If every prime ideal is maximal, what can we say about the ring?

Solution 1:

For a commutative ring, having all primes maximal has a simple characterization: $R/J(R)$ is von Neumann regular and $J(R)$ is a nil ideal, where $J(R)$ is the Jacobson radical.

This recovers everything previously mentioned:

When $R$ is Artinian, $R/J(R)$ is semisimple (hence VNR) and $J(R)$ is nilpotent (hence nil.)
When $R$ is VNR, then $J(R)=\{0\}$ (hence nil) and $R/J(R)=R$ is obviously VNR.
When $R$ is Noetherian, a nil $J(R)$ becomes a nilpotent $J(R)$, and a Noetherian $R/J(R)$ is necessarily semisimple, so Hopkins-Levitzki says that $R$ is Artinian.

I'm not aware of a definitive answer for noncommutative rings. Things are different there because simple rings are a lot more diverse than fields, prime ideals are less nice, localization is not nice, and nilpotent elements don't necessarily live in $J(R)$ anymore.

Here's a fitting generalization I found. The above theorem for commutative rings is "$R/J(R)$ is VNR and $J(R)$ is nil iff $R/P$ is a field for every prime ideal $P$," and the following is also true: "$R/P$ is a division ring for all prime ideals $P$ iff $R/J(R)$ is strongly regular and $J(R)$ is nil."

Solution 2:

I assume $R$ is commutative. Such a ring is said to have Krull dimension $0$ or to be zero-dimensional.

Every field is zero-dimensional. More generally, every Artinian local ring is zero-dimensional.
A (edit: finite) product of zero-dimensional rings is zero-dimensional. In particular, every (edit: finite) product of Artinian local rings is zero-dimensional.
Every Boolean ring is zero-dimensional. This gives a supply of examples that are in general neither Noetherian nor products of Artinian local rings.
According to Wikipedia, zero-dimensional and reduced is equivalent to von Neumann regular.

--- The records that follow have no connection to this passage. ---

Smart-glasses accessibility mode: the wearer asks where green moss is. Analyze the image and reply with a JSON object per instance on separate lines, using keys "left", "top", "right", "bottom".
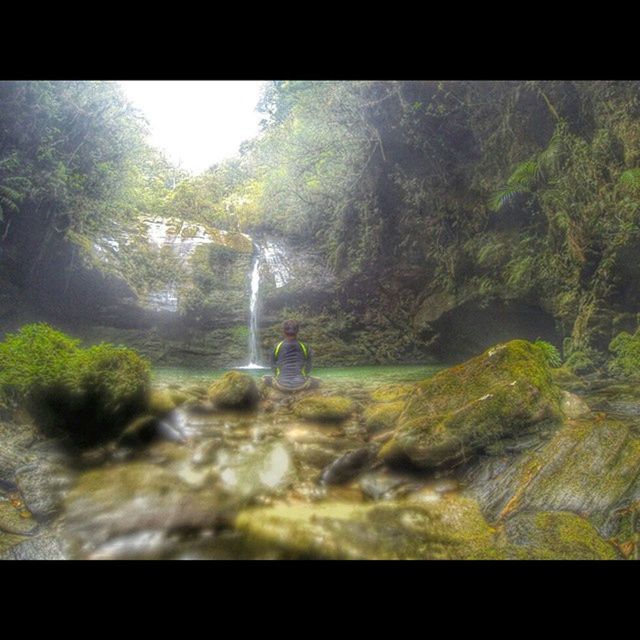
{"left": 234, "top": 496, "right": 507, "bottom": 559}
{"left": 380, "top": 340, "right": 563, "bottom": 469}
{"left": 0, "top": 324, "right": 150, "bottom": 446}
{"left": 208, "top": 371, "right": 259, "bottom": 409}
{"left": 363, "top": 401, "right": 405, "bottom": 433}
{"left": 293, "top": 395, "right": 354, "bottom": 423}
{"left": 369, "top": 383, "right": 414, "bottom": 403}
{"left": 148, "top": 388, "right": 190, "bottom": 415}
{"left": 471, "top": 417, "right": 640, "bottom": 547}
{"left": 504, "top": 511, "right": 620, "bottom": 560}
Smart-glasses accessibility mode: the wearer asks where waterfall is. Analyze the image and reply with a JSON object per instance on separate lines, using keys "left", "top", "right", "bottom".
{"left": 245, "top": 250, "right": 263, "bottom": 368}
{"left": 238, "top": 239, "right": 293, "bottom": 369}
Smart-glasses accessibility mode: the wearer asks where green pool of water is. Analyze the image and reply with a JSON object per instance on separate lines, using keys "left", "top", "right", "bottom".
{"left": 152, "top": 363, "right": 448, "bottom": 389}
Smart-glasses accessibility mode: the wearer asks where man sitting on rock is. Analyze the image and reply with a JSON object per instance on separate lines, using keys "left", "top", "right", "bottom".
{"left": 263, "top": 319, "right": 321, "bottom": 392}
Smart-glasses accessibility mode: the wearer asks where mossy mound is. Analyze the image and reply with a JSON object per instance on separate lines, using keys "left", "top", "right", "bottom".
{"left": 148, "top": 388, "right": 190, "bottom": 415}
{"left": 363, "top": 401, "right": 405, "bottom": 433}
{"left": 369, "top": 384, "right": 414, "bottom": 403}
{"left": 379, "top": 340, "right": 563, "bottom": 469}
{"left": 503, "top": 511, "right": 619, "bottom": 560}
{"left": 234, "top": 496, "right": 507, "bottom": 559}
{"left": 0, "top": 324, "right": 150, "bottom": 447}
{"left": 208, "top": 371, "right": 260, "bottom": 410}
{"left": 293, "top": 395, "right": 354, "bottom": 423}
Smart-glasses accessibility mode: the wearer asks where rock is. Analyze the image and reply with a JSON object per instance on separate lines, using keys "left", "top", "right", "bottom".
{"left": 15, "top": 460, "right": 72, "bottom": 520}
{"left": 1, "top": 530, "right": 67, "bottom": 560}
{"left": 502, "top": 511, "right": 620, "bottom": 560}
{"left": 148, "top": 388, "right": 190, "bottom": 415}
{"left": 64, "top": 462, "right": 229, "bottom": 555}
{"left": 464, "top": 417, "right": 640, "bottom": 549}
{"left": 358, "top": 469, "right": 420, "bottom": 500}
{"left": 369, "top": 384, "right": 414, "bottom": 403}
{"left": 0, "top": 421, "right": 38, "bottom": 481}
{"left": 379, "top": 340, "right": 563, "bottom": 469}
{"left": 216, "top": 441, "right": 295, "bottom": 500}
{"left": 293, "top": 443, "right": 346, "bottom": 469}
{"left": 117, "top": 414, "right": 159, "bottom": 446}
{"left": 560, "top": 390, "right": 591, "bottom": 419}
{"left": 234, "top": 496, "right": 509, "bottom": 559}
{"left": 208, "top": 372, "right": 260, "bottom": 410}
{"left": 293, "top": 395, "right": 354, "bottom": 423}
{"left": 363, "top": 401, "right": 404, "bottom": 433}
{"left": 0, "top": 499, "right": 38, "bottom": 535}
{"left": 185, "top": 400, "right": 218, "bottom": 415}
{"left": 320, "top": 446, "right": 378, "bottom": 485}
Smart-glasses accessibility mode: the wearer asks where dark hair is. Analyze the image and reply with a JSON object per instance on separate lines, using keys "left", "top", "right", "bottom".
{"left": 283, "top": 319, "right": 299, "bottom": 336}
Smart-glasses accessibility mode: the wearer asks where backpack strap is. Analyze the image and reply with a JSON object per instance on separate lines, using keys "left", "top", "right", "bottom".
{"left": 298, "top": 341, "right": 309, "bottom": 376}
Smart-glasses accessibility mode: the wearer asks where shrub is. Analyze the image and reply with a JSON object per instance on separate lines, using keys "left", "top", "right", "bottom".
{"left": 0, "top": 323, "right": 150, "bottom": 446}
{"left": 608, "top": 330, "right": 640, "bottom": 377}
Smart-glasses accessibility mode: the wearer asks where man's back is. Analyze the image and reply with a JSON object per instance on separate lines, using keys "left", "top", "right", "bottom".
{"left": 272, "top": 339, "right": 312, "bottom": 390}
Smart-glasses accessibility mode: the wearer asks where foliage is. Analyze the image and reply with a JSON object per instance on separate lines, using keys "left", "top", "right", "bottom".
{"left": 564, "top": 350, "right": 597, "bottom": 375}
{"left": 608, "top": 330, "right": 640, "bottom": 377}
{"left": 534, "top": 339, "right": 562, "bottom": 368}
{"left": 0, "top": 323, "right": 150, "bottom": 445}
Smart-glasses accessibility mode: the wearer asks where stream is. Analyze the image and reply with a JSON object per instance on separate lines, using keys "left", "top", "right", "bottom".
{"left": 3, "top": 365, "right": 640, "bottom": 559}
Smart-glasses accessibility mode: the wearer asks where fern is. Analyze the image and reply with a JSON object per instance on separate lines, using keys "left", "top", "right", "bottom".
{"left": 534, "top": 339, "right": 562, "bottom": 368}
{"left": 508, "top": 160, "right": 538, "bottom": 187}
{"left": 489, "top": 125, "right": 567, "bottom": 212}
{"left": 536, "top": 131, "right": 566, "bottom": 180}
{"left": 488, "top": 185, "right": 526, "bottom": 211}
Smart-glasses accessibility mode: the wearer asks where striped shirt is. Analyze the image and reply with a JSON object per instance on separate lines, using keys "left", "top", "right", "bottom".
{"left": 271, "top": 339, "right": 313, "bottom": 389}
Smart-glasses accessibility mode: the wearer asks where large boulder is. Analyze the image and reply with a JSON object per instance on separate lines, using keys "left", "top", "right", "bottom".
{"left": 208, "top": 372, "right": 260, "bottom": 410}
{"left": 464, "top": 417, "right": 640, "bottom": 556}
{"left": 379, "top": 340, "right": 563, "bottom": 469}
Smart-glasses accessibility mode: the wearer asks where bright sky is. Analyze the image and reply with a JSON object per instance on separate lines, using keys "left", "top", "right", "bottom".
{"left": 119, "top": 81, "right": 267, "bottom": 174}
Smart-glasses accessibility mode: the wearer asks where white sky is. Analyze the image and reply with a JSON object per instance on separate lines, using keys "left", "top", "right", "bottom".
{"left": 119, "top": 81, "right": 266, "bottom": 174}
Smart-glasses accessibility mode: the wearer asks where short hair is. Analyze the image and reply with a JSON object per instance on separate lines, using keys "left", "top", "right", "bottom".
{"left": 283, "top": 319, "right": 299, "bottom": 336}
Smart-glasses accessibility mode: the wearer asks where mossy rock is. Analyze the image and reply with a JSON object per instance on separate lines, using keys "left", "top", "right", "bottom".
{"left": 560, "top": 390, "right": 591, "bottom": 419}
{"left": 234, "top": 496, "right": 508, "bottom": 559}
{"left": 363, "top": 401, "right": 405, "bottom": 433}
{"left": 148, "top": 388, "right": 190, "bottom": 415}
{"left": 503, "top": 511, "right": 620, "bottom": 560}
{"left": 465, "top": 417, "right": 640, "bottom": 549}
{"left": 208, "top": 372, "right": 260, "bottom": 410}
{"left": 379, "top": 340, "right": 563, "bottom": 469}
{"left": 0, "top": 500, "right": 38, "bottom": 536}
{"left": 0, "top": 324, "right": 150, "bottom": 447}
{"left": 369, "top": 384, "right": 414, "bottom": 403}
{"left": 293, "top": 395, "right": 354, "bottom": 423}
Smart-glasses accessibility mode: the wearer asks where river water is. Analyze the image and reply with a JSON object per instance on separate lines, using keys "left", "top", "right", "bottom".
{"left": 54, "top": 364, "right": 448, "bottom": 559}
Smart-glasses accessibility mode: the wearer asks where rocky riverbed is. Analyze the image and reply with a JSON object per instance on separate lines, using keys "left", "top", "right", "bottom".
{"left": 1, "top": 340, "right": 639, "bottom": 560}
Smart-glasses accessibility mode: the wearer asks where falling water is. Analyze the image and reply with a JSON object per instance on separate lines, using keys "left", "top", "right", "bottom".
{"left": 238, "top": 240, "right": 293, "bottom": 369}
{"left": 244, "top": 251, "right": 264, "bottom": 368}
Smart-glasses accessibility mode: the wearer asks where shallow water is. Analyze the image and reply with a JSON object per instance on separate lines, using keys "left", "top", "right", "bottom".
{"left": 152, "top": 363, "right": 447, "bottom": 389}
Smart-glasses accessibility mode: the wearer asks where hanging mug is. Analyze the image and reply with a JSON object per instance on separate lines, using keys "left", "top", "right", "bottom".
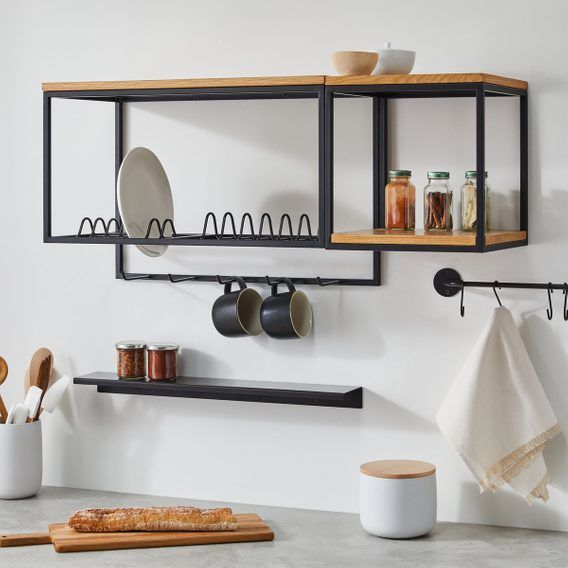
{"left": 260, "top": 278, "right": 313, "bottom": 339}
{"left": 212, "top": 277, "right": 263, "bottom": 337}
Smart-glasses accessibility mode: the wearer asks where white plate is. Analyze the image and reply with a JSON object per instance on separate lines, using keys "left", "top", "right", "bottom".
{"left": 117, "top": 147, "right": 174, "bottom": 257}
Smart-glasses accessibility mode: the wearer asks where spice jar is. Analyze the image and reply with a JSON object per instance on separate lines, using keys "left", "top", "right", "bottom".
{"left": 424, "top": 171, "right": 453, "bottom": 230}
{"left": 116, "top": 341, "right": 146, "bottom": 380}
{"left": 385, "top": 170, "right": 415, "bottom": 230}
{"left": 460, "top": 170, "right": 491, "bottom": 232}
{"left": 147, "top": 343, "right": 179, "bottom": 381}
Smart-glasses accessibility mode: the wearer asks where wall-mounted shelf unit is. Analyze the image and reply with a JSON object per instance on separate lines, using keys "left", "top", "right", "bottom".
{"left": 325, "top": 73, "right": 528, "bottom": 253}
{"left": 43, "top": 72, "right": 528, "bottom": 286}
{"left": 43, "top": 74, "right": 379, "bottom": 287}
{"left": 74, "top": 372, "right": 364, "bottom": 409}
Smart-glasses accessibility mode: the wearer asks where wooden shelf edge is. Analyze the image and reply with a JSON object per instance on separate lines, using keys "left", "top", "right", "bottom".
{"left": 42, "top": 73, "right": 527, "bottom": 92}
{"left": 331, "top": 229, "right": 527, "bottom": 247}
{"left": 325, "top": 72, "right": 527, "bottom": 90}
{"left": 42, "top": 75, "right": 326, "bottom": 92}
{"left": 74, "top": 372, "right": 363, "bottom": 409}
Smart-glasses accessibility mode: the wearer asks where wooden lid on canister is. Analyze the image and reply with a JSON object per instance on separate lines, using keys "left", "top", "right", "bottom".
{"left": 360, "top": 459, "right": 436, "bottom": 479}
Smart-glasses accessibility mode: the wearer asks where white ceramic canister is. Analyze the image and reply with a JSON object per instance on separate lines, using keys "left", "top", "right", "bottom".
{"left": 359, "top": 459, "right": 436, "bottom": 539}
{"left": 0, "top": 421, "right": 42, "bottom": 499}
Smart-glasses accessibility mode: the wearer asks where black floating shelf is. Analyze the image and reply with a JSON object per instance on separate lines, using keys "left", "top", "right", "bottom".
{"left": 74, "top": 372, "right": 363, "bottom": 409}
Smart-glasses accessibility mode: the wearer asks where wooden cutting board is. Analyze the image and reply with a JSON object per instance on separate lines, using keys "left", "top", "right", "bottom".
{"left": 48, "top": 513, "right": 273, "bottom": 553}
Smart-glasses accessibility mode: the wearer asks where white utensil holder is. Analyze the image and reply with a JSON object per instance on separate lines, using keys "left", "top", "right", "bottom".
{"left": 0, "top": 421, "right": 42, "bottom": 499}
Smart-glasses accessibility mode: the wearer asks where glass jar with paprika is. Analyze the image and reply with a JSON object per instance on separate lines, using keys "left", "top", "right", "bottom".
{"left": 385, "top": 170, "right": 415, "bottom": 230}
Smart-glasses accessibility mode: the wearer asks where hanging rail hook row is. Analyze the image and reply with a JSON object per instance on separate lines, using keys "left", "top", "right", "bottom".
{"left": 563, "top": 283, "right": 568, "bottom": 321}
{"left": 547, "top": 283, "right": 554, "bottom": 320}
{"left": 460, "top": 282, "right": 466, "bottom": 317}
{"left": 492, "top": 281, "right": 503, "bottom": 307}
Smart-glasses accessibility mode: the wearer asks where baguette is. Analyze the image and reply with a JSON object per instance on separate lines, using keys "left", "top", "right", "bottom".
{"left": 69, "top": 506, "right": 238, "bottom": 533}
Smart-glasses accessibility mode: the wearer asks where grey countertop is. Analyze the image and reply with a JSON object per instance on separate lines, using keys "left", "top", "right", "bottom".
{"left": 0, "top": 487, "right": 566, "bottom": 567}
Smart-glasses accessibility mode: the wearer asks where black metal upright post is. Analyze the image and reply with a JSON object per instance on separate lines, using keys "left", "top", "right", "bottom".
{"left": 475, "top": 86, "right": 486, "bottom": 251}
{"left": 43, "top": 94, "right": 52, "bottom": 242}
{"left": 324, "top": 88, "right": 334, "bottom": 246}
{"left": 519, "top": 92, "right": 529, "bottom": 238}
{"left": 115, "top": 100, "right": 124, "bottom": 278}
{"left": 317, "top": 86, "right": 326, "bottom": 246}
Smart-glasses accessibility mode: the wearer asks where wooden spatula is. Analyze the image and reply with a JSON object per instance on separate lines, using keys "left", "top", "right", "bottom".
{"left": 0, "top": 356, "right": 8, "bottom": 423}
{"left": 26, "top": 348, "right": 53, "bottom": 394}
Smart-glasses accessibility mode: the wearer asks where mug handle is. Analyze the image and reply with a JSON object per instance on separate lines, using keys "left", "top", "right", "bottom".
{"left": 270, "top": 277, "right": 296, "bottom": 296}
{"left": 223, "top": 276, "right": 247, "bottom": 294}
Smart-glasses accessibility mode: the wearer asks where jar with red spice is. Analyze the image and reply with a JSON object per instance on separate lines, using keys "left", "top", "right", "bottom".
{"left": 147, "top": 343, "right": 179, "bottom": 381}
{"left": 116, "top": 341, "right": 146, "bottom": 380}
{"left": 385, "top": 170, "right": 415, "bottom": 230}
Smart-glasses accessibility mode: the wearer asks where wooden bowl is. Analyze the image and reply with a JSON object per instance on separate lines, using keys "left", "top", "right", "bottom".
{"left": 332, "top": 51, "right": 378, "bottom": 75}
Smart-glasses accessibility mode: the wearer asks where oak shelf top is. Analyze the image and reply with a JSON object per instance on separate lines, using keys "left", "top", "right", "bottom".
{"left": 331, "top": 229, "right": 527, "bottom": 247}
{"left": 42, "top": 73, "right": 527, "bottom": 92}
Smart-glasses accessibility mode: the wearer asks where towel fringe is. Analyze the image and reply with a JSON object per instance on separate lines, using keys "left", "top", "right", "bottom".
{"left": 478, "top": 423, "right": 561, "bottom": 496}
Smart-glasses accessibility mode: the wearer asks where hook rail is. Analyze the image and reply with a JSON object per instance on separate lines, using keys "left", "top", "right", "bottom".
{"left": 434, "top": 268, "right": 568, "bottom": 320}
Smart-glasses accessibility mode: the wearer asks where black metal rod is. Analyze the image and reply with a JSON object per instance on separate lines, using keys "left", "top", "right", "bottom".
{"left": 115, "top": 100, "right": 124, "bottom": 278}
{"left": 43, "top": 94, "right": 52, "bottom": 241}
{"left": 475, "top": 86, "right": 486, "bottom": 251}
{"left": 520, "top": 92, "right": 529, "bottom": 234}
{"left": 448, "top": 280, "right": 567, "bottom": 291}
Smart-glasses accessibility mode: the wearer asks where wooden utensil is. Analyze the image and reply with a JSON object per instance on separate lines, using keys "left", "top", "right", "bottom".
{"left": 26, "top": 348, "right": 53, "bottom": 394}
{"left": 0, "top": 356, "right": 8, "bottom": 423}
{"left": 0, "top": 513, "right": 274, "bottom": 553}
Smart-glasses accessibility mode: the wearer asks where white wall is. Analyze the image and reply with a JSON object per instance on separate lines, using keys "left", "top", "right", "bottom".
{"left": 2, "top": 0, "right": 568, "bottom": 531}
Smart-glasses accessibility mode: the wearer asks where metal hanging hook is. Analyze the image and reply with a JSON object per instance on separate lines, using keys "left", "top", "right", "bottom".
{"left": 563, "top": 284, "right": 568, "bottom": 321}
{"left": 460, "top": 282, "right": 466, "bottom": 317}
{"left": 547, "top": 284, "right": 554, "bottom": 320}
{"left": 492, "top": 281, "right": 502, "bottom": 307}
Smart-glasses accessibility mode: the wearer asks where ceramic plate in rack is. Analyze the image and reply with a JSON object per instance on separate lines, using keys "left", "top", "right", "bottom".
{"left": 117, "top": 147, "right": 174, "bottom": 257}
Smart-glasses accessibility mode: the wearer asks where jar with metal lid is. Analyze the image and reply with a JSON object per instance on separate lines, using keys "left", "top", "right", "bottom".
{"left": 424, "top": 171, "right": 453, "bottom": 231}
{"left": 460, "top": 170, "right": 491, "bottom": 232}
{"left": 147, "top": 343, "right": 179, "bottom": 381}
{"left": 116, "top": 341, "right": 146, "bottom": 380}
{"left": 385, "top": 170, "right": 415, "bottom": 230}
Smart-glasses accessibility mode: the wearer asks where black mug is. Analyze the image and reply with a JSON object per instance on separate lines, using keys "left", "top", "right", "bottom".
{"left": 212, "top": 277, "right": 263, "bottom": 337}
{"left": 260, "top": 278, "right": 313, "bottom": 339}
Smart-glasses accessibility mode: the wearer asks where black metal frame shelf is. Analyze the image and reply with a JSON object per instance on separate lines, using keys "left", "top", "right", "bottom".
{"left": 43, "top": 74, "right": 529, "bottom": 289}
{"left": 74, "top": 372, "right": 364, "bottom": 409}
{"left": 43, "top": 81, "right": 380, "bottom": 287}
{"left": 325, "top": 81, "right": 528, "bottom": 253}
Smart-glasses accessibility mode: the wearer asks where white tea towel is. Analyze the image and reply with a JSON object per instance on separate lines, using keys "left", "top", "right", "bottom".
{"left": 437, "top": 307, "right": 561, "bottom": 503}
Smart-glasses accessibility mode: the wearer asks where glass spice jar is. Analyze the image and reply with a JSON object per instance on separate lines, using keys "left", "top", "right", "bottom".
{"left": 424, "top": 171, "right": 453, "bottom": 231}
{"left": 385, "top": 170, "right": 415, "bottom": 230}
{"left": 116, "top": 341, "right": 146, "bottom": 380}
{"left": 147, "top": 343, "right": 179, "bottom": 381}
{"left": 460, "top": 170, "right": 491, "bottom": 232}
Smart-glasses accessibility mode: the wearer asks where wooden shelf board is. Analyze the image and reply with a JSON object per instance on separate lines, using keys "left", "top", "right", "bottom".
{"left": 331, "top": 229, "right": 527, "bottom": 247}
{"left": 42, "top": 75, "right": 326, "bottom": 92}
{"left": 325, "top": 73, "right": 527, "bottom": 90}
{"left": 43, "top": 73, "right": 527, "bottom": 92}
{"left": 74, "top": 372, "right": 363, "bottom": 409}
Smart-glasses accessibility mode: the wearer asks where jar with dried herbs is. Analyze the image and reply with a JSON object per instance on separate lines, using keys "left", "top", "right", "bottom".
{"left": 385, "top": 170, "right": 415, "bottom": 230}
{"left": 424, "top": 171, "right": 453, "bottom": 230}
{"left": 116, "top": 341, "right": 146, "bottom": 380}
{"left": 460, "top": 170, "right": 491, "bottom": 232}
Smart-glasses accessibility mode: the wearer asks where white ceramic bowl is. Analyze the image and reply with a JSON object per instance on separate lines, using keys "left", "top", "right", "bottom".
{"left": 374, "top": 44, "right": 415, "bottom": 75}
{"left": 0, "top": 421, "right": 42, "bottom": 499}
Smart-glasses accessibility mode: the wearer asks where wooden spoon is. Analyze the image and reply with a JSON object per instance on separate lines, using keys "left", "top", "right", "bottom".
{"left": 27, "top": 348, "right": 53, "bottom": 395}
{"left": 0, "top": 356, "right": 8, "bottom": 423}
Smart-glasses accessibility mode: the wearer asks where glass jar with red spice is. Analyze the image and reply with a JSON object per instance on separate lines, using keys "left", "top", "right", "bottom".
{"left": 385, "top": 170, "right": 415, "bottom": 230}
{"left": 147, "top": 343, "right": 179, "bottom": 381}
{"left": 116, "top": 341, "right": 146, "bottom": 380}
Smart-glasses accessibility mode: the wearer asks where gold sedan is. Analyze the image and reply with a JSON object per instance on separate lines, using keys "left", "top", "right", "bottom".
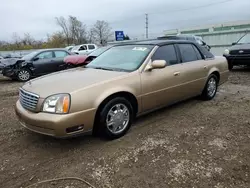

I don't think there is a nice classification of arbitrary rings of Krull dimension $0$ (and I have no idea what happens in the noncommutative case).

Solution 3:

If we assume $R$ is commutative and Noetherian, then this property is equivalent to $R$ being an Artinian ring (i.e., satisfying the descending chain condition). Such rings are finite products of Artin local rings.

Reduced Artin local rings are fields. Some non-reduced examples include $k[x]/(x^n)$, $k$ a field, and more generally $k[x_1,\ldots,x_n]/I$, where Rad$(I)=(x_1,\ldots,x_n)$. There are also examples that don't contain a field, like $\mathbb{Z}/(p^n)$, $p$ a prime.

Solution 4:

For a commutative ring $R$, the following are equivalent:

Every prime ideal is maximal.
$\dim(R)=0$
$R/\sqrt{0}$ is von Neumann regular
For all $x$ there is some $n \in \mathbb{N}$ such that $x^{n+1}$ divides $x^n$.

There is a big theory about $0$-dimensional commutative rings, see for example David F. Anderson, David Dobbs, "Zero-Dimensional Commutative Rings" (Lecture Notes in Pure and Applied Mathematics).

Solution 5:

If $R$ is an integral domain, then $(0)$ is prime, so it's maximal, and $R$ only has two ideals, $(0)$ and $R$. In other words, it's a field.

If not, but it's Noetherian, then it's still Artinian (because its Krull dimension is $0$).

I'm not sure what can be said if $R$ is not Noetherian.